The little fucker is still in one piece tonight solely because our paths did not cross between the end of this conversation and me leaving work absolutely on the dot at 5pm.

Later though Deputy General Manager X and I did meet up, out in public which was fortunate for both our sakes. Her drivel isn't worth repeating at any length.

I did finally admit though (and I regret this) that I'd been prompted to investigate by conversations with a couple of people. Of course her little ears pricked up - must be a reflex reaction given how under-powered she is in the grey matter department. It must be all the hairspray.

Her explaination for the kerfuffle was slightly at odds with that I'd been given earlier - according to her 'head office don't like to have people calling them' or words to that effect.

Fear and secrecy.

* Re cripples and misfits, which some readers might find offensive:

Part of our work force is students filling time between college terms or between school and college or between college and that first proper job. Most of the rest are people who honestly couldn't get a job elsewhere or if they could, couldn't hold it. Every single day I juggle other people's reschduling due to medical needs of one kind or another.

Diabetes, 'women's problems, a woman with a bag who has to have a break meticulously at fixed intervals, arthritis cases, weak bladders, bad backs, tendonitis, angina and so forth. These people are not to blame for their illnesses, nor should they be excluded from the workforce.
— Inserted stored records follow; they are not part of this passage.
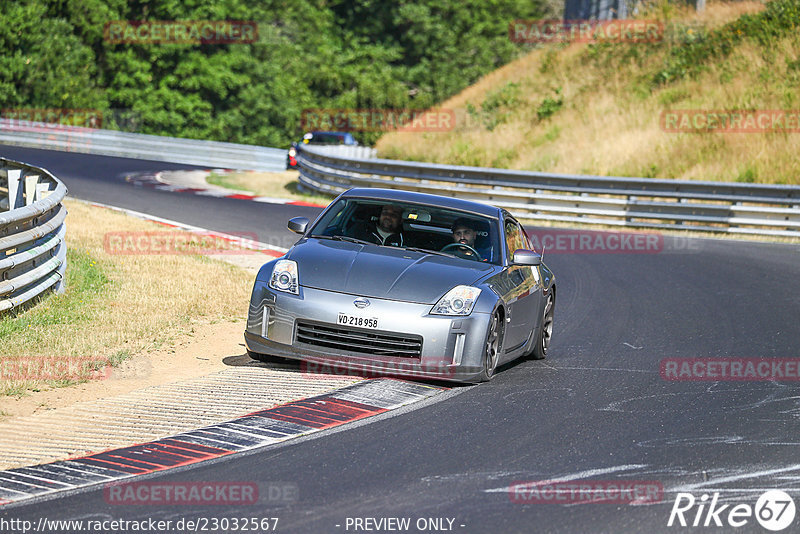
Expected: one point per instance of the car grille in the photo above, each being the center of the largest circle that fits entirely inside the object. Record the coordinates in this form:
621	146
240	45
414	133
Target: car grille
350	340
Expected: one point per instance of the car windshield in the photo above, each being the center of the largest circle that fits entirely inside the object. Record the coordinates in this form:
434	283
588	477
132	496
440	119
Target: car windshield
412	226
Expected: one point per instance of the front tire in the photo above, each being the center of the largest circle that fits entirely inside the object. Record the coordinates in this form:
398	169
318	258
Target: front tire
491	350
546	331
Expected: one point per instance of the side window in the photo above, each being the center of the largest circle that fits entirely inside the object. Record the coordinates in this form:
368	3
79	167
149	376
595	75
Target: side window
515	238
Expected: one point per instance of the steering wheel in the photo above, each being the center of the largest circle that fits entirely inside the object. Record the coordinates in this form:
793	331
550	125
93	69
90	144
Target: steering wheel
466	251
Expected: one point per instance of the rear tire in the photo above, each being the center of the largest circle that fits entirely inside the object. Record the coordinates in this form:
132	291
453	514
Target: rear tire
546	331
491	350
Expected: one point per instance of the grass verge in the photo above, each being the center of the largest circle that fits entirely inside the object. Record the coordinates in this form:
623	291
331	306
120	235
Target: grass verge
114	306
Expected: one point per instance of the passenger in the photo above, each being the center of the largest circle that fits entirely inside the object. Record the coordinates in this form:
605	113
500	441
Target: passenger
388	231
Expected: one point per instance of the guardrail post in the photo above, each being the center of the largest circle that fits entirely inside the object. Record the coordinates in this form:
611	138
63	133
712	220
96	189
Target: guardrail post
31	181
61	254
14	190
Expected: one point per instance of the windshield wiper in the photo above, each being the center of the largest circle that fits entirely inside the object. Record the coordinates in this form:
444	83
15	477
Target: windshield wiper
343	238
426	251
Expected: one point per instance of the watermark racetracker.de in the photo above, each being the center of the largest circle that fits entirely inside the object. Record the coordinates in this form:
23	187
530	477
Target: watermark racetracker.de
566	241
730	369
586	31
147	32
774	510
67	368
586	492
730	121
378	120
126	243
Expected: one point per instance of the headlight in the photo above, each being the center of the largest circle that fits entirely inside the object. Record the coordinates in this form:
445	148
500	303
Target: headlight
284	276
458	301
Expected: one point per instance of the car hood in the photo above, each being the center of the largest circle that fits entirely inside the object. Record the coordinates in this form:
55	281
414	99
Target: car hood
382	272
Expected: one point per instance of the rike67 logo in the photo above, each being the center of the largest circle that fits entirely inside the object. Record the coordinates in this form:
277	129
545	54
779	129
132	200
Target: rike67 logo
774	510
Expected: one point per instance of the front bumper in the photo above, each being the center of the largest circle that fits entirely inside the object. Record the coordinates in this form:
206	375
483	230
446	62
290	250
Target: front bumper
452	347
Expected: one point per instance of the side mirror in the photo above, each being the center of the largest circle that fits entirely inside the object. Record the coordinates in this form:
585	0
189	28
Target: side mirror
527	257
298	225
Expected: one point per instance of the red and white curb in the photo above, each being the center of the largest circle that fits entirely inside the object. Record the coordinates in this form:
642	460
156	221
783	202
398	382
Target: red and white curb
153	181
258	429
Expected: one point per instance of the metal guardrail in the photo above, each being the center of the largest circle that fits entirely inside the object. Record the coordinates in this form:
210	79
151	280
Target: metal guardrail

But it is an inescapable fact that these chronic problems are a reality placing significant limitations on the flexibility we might otherwise have in our workforce and require constant consideration.

We also got a small number of social misfits, harmless but deeply eccentric, lovable but very nearly only employable by an undemanding organisation such as ours.

** The Peter Principle for the uninitiated (or forgetful):

The original principle states that in a hierarchically structured administration, people tend to be promoted up to their "level of incompetence". The principle is based on the observation that in such an organization new employees typically start in the lower ranks, but when they prove to be competent in the task to which they are assigned, they get promoted to a higher rank. This process of climbing up the hierarchical ladder can go on indefinitely, until the employee reaches a position where he or she is no longer competent.

At that moment the process typically stops, since the established rules of bureacracies make that it is very difficult to "demote" someone to a lower rank, even if that person would be much better fitted and more happy in that lower position. The net result is that most of the higher levels of a bureaucracy will be filled by incompetent people, who got there because they were quite good at doing a different (and usually, but not always, easier) task than the one they are expected to do.

[Deputy General Managers Y & Z were promoted from behind the retail counter while Deputy General Manager X is a hairdresser both by training and by instinct.]